On 18/04/2024 23.00, Yosry Ahmed wrote:
On Thu, Apr 18, 2024 at 4:00 AM Jesper Dangaard Brouer<hawk@xxxxxxxxxx> wrote:
On 18/04/2024 04.21, Yosry Ahmed wrote:
On Tue, Apr 16, 2024 at 10:51 AM Jesper Dangaard Brouer<hawk@xxxxxxxxxx> wrote:
This patch aims to reduce userspace-triggered pressure on the global
cgroup_rstat_lock by introducing a mechanism to limit how often reading
stat files causes cgroup rstat flushing.
[...]
Taking a step back, I think this series is trying to address two
issues in one go: interrupt handling latency and lock contention.
Yes, patch 2 and 3 are essentially independent and address two different
aspects.
While both are related because reducing flushing reduces irq
disablement, I think it would be better if we can fix that issue
separately with a more fundamental solution (e.g. using a mutex or
dropping the lock at each CPU boundary).
After that, we can more clearly evaluate the lock contention problem
with data purely about flushing latency, without taking into
consideration the irq handling problem.
Does this make sense to you?
Yes, make sense.
So, you are suggesting we start with the mutex change? (patch 2)
(which still needs some adjustments/tuning)

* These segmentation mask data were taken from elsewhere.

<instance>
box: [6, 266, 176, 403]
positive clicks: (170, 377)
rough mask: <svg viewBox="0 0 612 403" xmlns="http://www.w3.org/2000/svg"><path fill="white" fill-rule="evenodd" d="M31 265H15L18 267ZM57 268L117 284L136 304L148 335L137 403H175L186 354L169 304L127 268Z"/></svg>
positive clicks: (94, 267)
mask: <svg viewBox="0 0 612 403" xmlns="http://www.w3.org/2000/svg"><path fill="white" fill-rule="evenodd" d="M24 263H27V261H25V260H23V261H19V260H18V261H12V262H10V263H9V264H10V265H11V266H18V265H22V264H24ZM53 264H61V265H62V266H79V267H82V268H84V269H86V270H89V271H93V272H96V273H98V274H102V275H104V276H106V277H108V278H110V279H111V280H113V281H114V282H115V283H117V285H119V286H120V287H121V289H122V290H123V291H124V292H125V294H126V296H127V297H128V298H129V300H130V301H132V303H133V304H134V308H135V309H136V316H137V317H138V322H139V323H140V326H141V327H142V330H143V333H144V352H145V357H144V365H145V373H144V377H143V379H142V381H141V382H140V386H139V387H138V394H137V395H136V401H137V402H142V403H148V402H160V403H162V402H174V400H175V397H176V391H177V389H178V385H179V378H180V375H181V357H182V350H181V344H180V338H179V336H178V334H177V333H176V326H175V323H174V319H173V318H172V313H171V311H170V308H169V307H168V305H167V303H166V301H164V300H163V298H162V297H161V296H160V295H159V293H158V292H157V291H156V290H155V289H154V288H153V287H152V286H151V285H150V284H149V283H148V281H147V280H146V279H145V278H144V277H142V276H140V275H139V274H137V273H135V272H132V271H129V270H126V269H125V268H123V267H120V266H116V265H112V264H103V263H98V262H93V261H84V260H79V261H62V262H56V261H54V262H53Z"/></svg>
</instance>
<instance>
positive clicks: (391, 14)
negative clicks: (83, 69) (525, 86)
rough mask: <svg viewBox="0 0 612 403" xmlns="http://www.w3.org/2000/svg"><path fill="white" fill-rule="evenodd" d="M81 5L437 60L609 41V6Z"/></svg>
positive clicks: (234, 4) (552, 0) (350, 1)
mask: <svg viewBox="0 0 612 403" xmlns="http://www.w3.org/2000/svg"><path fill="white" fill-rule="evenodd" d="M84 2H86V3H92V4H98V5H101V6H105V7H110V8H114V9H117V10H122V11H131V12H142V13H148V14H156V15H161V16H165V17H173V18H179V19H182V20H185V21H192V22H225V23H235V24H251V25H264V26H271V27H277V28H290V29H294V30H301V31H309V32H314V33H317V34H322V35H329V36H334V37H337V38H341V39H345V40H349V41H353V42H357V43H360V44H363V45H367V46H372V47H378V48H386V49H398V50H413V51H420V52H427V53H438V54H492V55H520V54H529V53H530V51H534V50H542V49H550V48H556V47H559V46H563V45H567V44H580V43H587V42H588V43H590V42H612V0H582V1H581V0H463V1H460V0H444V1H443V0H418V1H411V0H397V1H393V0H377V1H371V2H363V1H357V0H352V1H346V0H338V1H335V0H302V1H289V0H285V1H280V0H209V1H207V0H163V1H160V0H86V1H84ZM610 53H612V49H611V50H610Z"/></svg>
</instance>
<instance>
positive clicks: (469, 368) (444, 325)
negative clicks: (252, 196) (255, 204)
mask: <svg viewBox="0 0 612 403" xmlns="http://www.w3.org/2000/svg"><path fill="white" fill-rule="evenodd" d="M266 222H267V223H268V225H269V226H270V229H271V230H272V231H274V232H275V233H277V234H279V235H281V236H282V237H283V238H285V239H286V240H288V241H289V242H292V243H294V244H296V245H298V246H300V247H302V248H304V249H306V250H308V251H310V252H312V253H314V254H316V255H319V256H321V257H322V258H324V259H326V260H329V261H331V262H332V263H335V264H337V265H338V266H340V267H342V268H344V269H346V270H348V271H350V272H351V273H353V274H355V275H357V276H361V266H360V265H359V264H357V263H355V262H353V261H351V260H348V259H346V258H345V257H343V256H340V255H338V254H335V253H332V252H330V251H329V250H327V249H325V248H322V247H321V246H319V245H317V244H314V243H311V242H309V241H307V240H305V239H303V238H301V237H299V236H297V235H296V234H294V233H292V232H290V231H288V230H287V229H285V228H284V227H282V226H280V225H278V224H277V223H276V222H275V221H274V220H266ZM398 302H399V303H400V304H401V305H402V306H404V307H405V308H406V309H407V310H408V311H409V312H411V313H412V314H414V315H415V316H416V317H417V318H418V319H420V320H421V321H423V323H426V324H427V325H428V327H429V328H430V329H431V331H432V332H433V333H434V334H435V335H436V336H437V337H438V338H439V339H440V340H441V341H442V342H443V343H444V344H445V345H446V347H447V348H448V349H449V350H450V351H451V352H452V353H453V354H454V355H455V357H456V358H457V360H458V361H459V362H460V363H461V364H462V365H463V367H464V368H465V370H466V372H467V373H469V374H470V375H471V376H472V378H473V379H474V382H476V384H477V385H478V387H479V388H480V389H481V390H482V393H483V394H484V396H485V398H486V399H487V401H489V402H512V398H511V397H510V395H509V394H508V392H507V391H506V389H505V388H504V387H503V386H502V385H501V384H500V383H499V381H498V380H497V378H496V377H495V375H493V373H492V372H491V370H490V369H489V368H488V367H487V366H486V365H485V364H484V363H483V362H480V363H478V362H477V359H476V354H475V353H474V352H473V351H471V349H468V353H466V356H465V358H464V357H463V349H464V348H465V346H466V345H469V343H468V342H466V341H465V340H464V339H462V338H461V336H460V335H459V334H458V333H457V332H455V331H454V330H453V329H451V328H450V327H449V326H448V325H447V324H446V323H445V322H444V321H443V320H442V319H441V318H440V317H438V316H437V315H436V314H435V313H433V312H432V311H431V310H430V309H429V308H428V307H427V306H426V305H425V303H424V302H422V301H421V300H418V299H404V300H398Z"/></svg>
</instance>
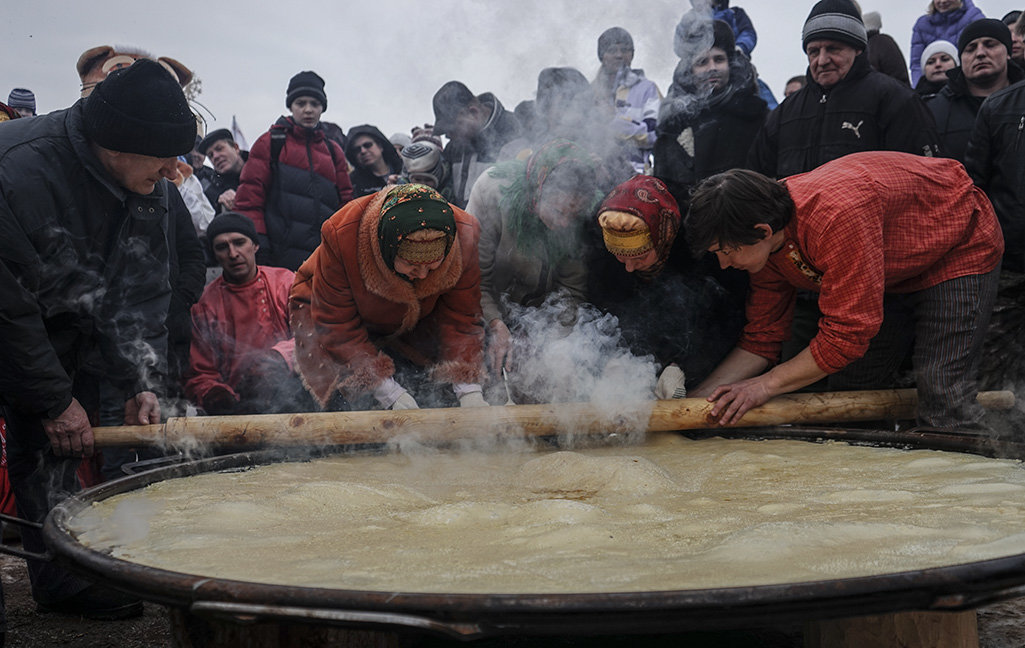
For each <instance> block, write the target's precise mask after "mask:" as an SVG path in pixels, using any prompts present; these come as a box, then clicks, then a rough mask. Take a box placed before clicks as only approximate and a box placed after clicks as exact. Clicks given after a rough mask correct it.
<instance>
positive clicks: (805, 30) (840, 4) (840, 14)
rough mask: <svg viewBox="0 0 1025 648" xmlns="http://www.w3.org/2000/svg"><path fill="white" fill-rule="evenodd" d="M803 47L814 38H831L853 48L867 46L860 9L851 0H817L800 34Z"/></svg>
mask: <svg viewBox="0 0 1025 648" xmlns="http://www.w3.org/2000/svg"><path fill="white" fill-rule="evenodd" d="M801 38H802V40H801V42H802V46H803V48H804V49H805V50H806V51H807V50H808V43H810V42H811V41H816V40H833V41H839V42H842V43H847V44H848V45H851V46H852V47H854V48H855V49H861V50H864V49H865V48H866V47H867V46H868V33H867V32H866V31H865V24H864V23H863V22H862V19H861V11H859V10H858V8H857V7H856V6H854V3H853V2H851V0H819V2H817V3H815V6H814V7H812V12H811V13H809V14H808V19H807V21H805V29H804V30H803V31H802V34H801Z"/></svg>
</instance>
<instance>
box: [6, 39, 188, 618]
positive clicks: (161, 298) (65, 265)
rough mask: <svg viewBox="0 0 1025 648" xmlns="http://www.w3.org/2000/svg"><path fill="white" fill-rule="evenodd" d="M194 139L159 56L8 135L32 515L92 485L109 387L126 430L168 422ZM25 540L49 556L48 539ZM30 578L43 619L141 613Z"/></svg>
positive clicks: (143, 62)
mask: <svg viewBox="0 0 1025 648" xmlns="http://www.w3.org/2000/svg"><path fill="white" fill-rule="evenodd" d="M195 140H196V121H195V117H194V116H193V114H192V112H191V111H190V110H189V105H188V103H187V100H186V98H185V95H183V94H182V92H181V89H180V87H179V86H178V84H177V83H176V82H175V81H174V80H173V78H172V77H171V76H170V75H169V74H168V73H167V72H166V71H165V70H164V68H163V67H161V66H160V64H158V63H155V62H151V60H147V59H142V60H139V62H137V63H135V64H133V65H132V66H130V67H128V68H126V69H124V70H120V71H117V72H115V73H113V74H111V75H110V77H109V78H108V79H107V80H105V81H103V82H101V83H100V84H99V85H97V86H96V88H95V90H94V91H93V93H92V94H91V95H90V96H89V97H88V98H84V99H81V100H80V102H79V103H77V104H76V105H75V106H73V107H72V108H70V109H68V110H64V111H57V112H53V113H50V114H48V115H44V116H42V117H36V118H33V119H27V120H24V121H23V120H18V121H16V122H12V123H11V124H9V125H5V126H4V127H3V128H2V129H0V339H3V345H2V347H0V402H2V403H3V404H4V415H5V417H6V418H7V424H8V437H7V443H8V446H7V454H8V467H9V474H10V480H11V484H12V486H13V489H14V492H15V496H16V498H17V502H18V508H19V510H20V512H22V514H23V515H24V516H25V517H27V518H29V519H30V520H34V521H37V522H42V521H43V519H44V518H45V516H46V514H47V512H48V511H49V509H50V507H51V505H52V504H53V503H55V502H56V501H59V500H60V499H63V498H64V497H66V496H67V495H68V494H69V493H71V492H74V491H75V490H77V488H78V484H77V481H76V476H75V471H76V468H77V465H78V463H79V461H80V460H81V457H82V456H83V455H84V456H88V455H91V454H92V451H93V436H92V427H91V424H92V422H93V421H94V420H95V418H93V419H92V420H90V415H91V416H95V414H96V412H97V410H98V409H99V407H100V401H101V399H106V400H108V401H109V400H110V398H111V396H112V395H111V394H110V393H108V394H100V393H99V392H100V390H101V389H104V390H106V391H112V390H113V391H114V392H116V393H117V394H116V395H117V396H118V397H119V400H120V402H121V403H122V408H123V410H124V414H123V419H124V421H125V422H126V423H128V424H135V423H153V422H158V421H159V420H160V405H159V403H158V401H157V396H156V394H155V393H154V391H155V390H156V389H157V386H159V384H160V382H161V380H162V375H163V373H164V371H165V366H166V356H167V332H166V328H165V318H166V317H167V312H168V303H169V301H170V299H171V288H170V284H169V269H168V267H169V256H170V252H169V249H168V248H169V238H172V237H174V236H176V234H173V233H170V232H169V219H171V218H174V217H176V214H177V213H179V211H180V210H182V209H185V208H186V207H185V205H183V203H182V202H181V198H180V196H179V195H178V193H177V191H175V189H174V187H173V186H172V185H170V184H169V183H168V181H167V179H166V178H171V177H174V174H175V168H176V167H175V159H176V156H178V155H185V154H187V153H189V151H191V150H192V148H193V145H194V144H195ZM193 236H195V233H193ZM100 378H103V379H100ZM23 540H24V543H25V548H26V549H27V550H30V551H35V552H42V551H43V550H44V546H43V543H42V540H41V537H40V534H39V533H38V531H33V530H32V529H26V530H25V531H23ZM29 573H30V576H31V580H32V592H33V596H34V598H35V599H36V601H37V602H38V603H39V604H40V607H41V608H43V609H46V610H49V611H55V612H64V613H69V614H76V615H83V616H89V617H93V618H120V617H123V616H128V615H133V614H137V613H140V612H141V604H140V603H139V602H138V601H136V600H134V599H131V598H130V597H127V596H126V595H123V594H120V593H118V592H115V591H113V590H109V589H107V588H104V586H101V585H98V584H94V583H90V582H89V581H88V580H84V579H82V578H80V577H78V576H76V575H73V574H71V573H70V572H67V571H66V570H64V569H63V568H60V567H58V566H56V565H53V564H48V563H41V562H39V561H29Z"/></svg>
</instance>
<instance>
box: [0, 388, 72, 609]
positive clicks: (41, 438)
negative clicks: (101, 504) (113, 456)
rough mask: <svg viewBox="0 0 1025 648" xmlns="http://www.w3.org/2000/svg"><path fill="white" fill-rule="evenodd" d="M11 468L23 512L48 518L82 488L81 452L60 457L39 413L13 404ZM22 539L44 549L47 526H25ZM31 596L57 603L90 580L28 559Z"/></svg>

This make sense to me, as there are likely many solutions to reducing
the pressure on the lock.
With the tracepoint patch in-place, I/we can measure the pressure on the
lock, and I plan to do this across our CF fleet. Then we can slowly
work on improving lock contention and evaluate this on our fleets.
--Jesper
p.s.
Setting expectations:
- Going on vacation today, so will resume work after 29th April.